I seriously hate to post a question about an entire chunk of code, but I've been working on this for the past 3 hours and I can't wrap my head around what is happening. I have approximately 600 tweets I am retrieving from a CSV file with varying score values (between -2 to 2) reflecting the sentiment towards a presidential candidate.
However, when I run this training sample on any other data, only one value is returned (positive). I have checked to see if the scores were being added correctly and they are. It just doesn't make sense to me that 85,000 tweets would all be rated "positive" from a diverse training set of 600. Does anyone know what is happening here? Thanks!
import nltk
import csv
tweets = []
import ast
with open('romney.csv', 'rb') as csvfile:
mycsv = csv.reader(csvfile)
for row in mycsv:
tweet = row[1]
score = ast.literal_eval(row[12])
if score > 0:
print score
print tweet
elif score < 0:
print score
print tweet
except ValueError:
tweet = ""
def get_words_in_tweets(tweets):
all_words = []
for (words, sentiment) in tweets:
return all_words
def get_word_features(wordlist):
wordlist = nltk.FreqDist(wordlist)
word_features = wordlist.keys()
return word_features
def extract_features(document):
document_words = set(document)
features = {}
for word in word_features:
features['contains(%s)' % word] = (word in document_words)
return features
word_features = get_word_features(get_words_in_tweets(tweets))
training_set = nltk.classify.apply_features(extract_features, tweets)
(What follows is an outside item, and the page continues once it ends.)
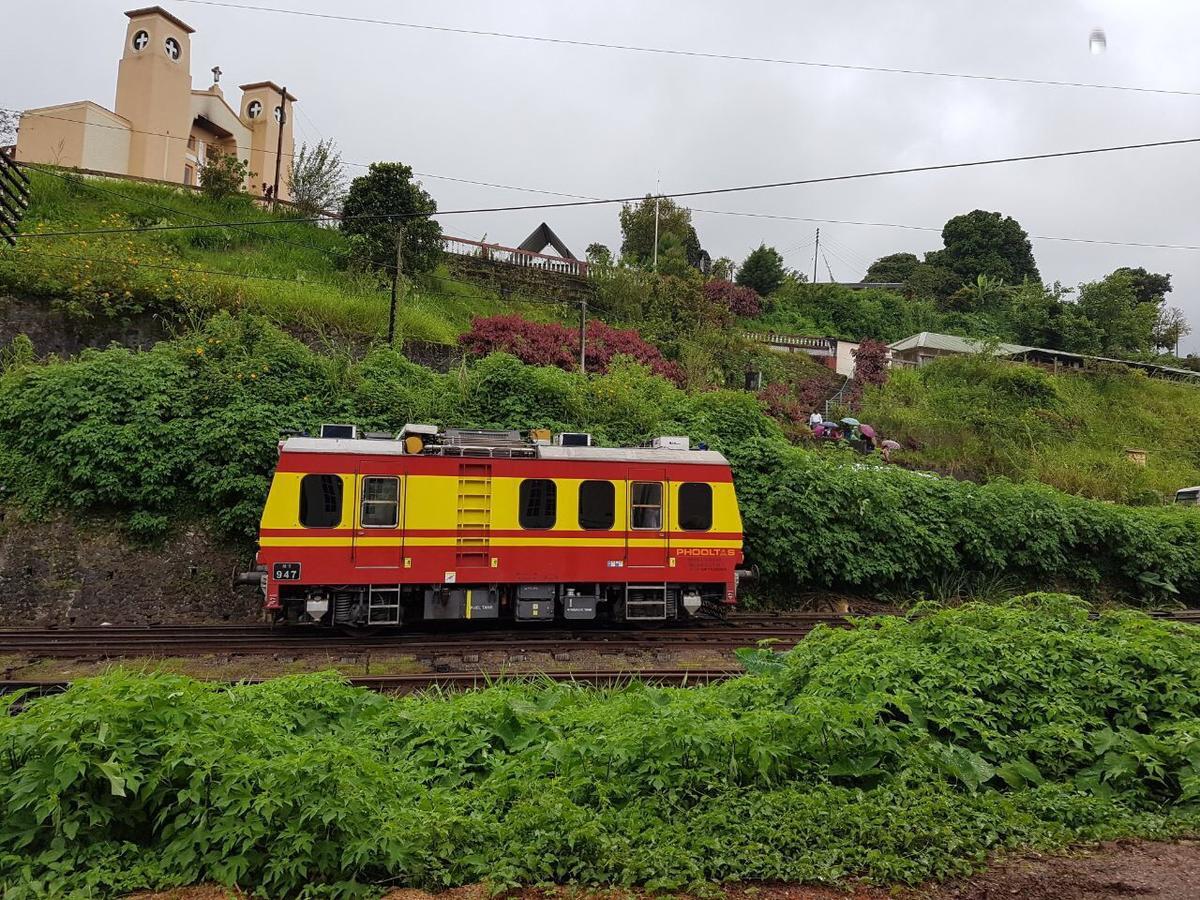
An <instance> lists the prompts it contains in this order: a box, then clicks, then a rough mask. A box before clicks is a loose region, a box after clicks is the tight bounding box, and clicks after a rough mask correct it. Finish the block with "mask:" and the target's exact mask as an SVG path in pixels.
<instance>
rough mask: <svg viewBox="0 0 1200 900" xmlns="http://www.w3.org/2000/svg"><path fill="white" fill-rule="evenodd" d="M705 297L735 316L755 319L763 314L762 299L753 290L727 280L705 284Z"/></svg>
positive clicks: (704, 290)
mask: <svg viewBox="0 0 1200 900" xmlns="http://www.w3.org/2000/svg"><path fill="white" fill-rule="evenodd" d="M704 296H707V298H708V299H709V300H712V301H713V302H716V304H721V305H722V306H726V307H728V310H730V312H732V313H733V314H734V316H744V317H746V318H754V317H755V316H758V314H760V313H761V312H762V299H761V298H760V296H758V294H756V293H755V292H754V289H752V288H743V287H739V286H738V284H734V283H733V282H731V281H726V280H725V278H710V280H709V281H706V282H704Z"/></svg>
classifier = nltk.NaiveBayesClassifier.train(training_set)
c = 0
with open('usa.csv', "rU") as csvfile:
mycsv = csv.reader(csvfile)
for row in mycsv:
tweet = row[0]
c = c + 1
print classifier.classify(extract_features(tweet.split()))
except IndexError:
tweet = ""
Naive Bayes Classifier usually works best when evaluating words that appear in the document, ignoring absence of words. Since you use
features['contains(%s)' % word] = (word in document_words)
每个文档主要由值= False的要素表示.
each document is mostly represented by features with a value = False.
if word in document_words:
features['contains(%s)' % word] = True
(您可能还应该更改 for 循环,以使其比在词典中循环所有单词,而是循环到文档中出现的单词更有效).
(you should probably also change the for loop for something more efficient than looping over all words in the lexicon, looping instead on words occurring in the document).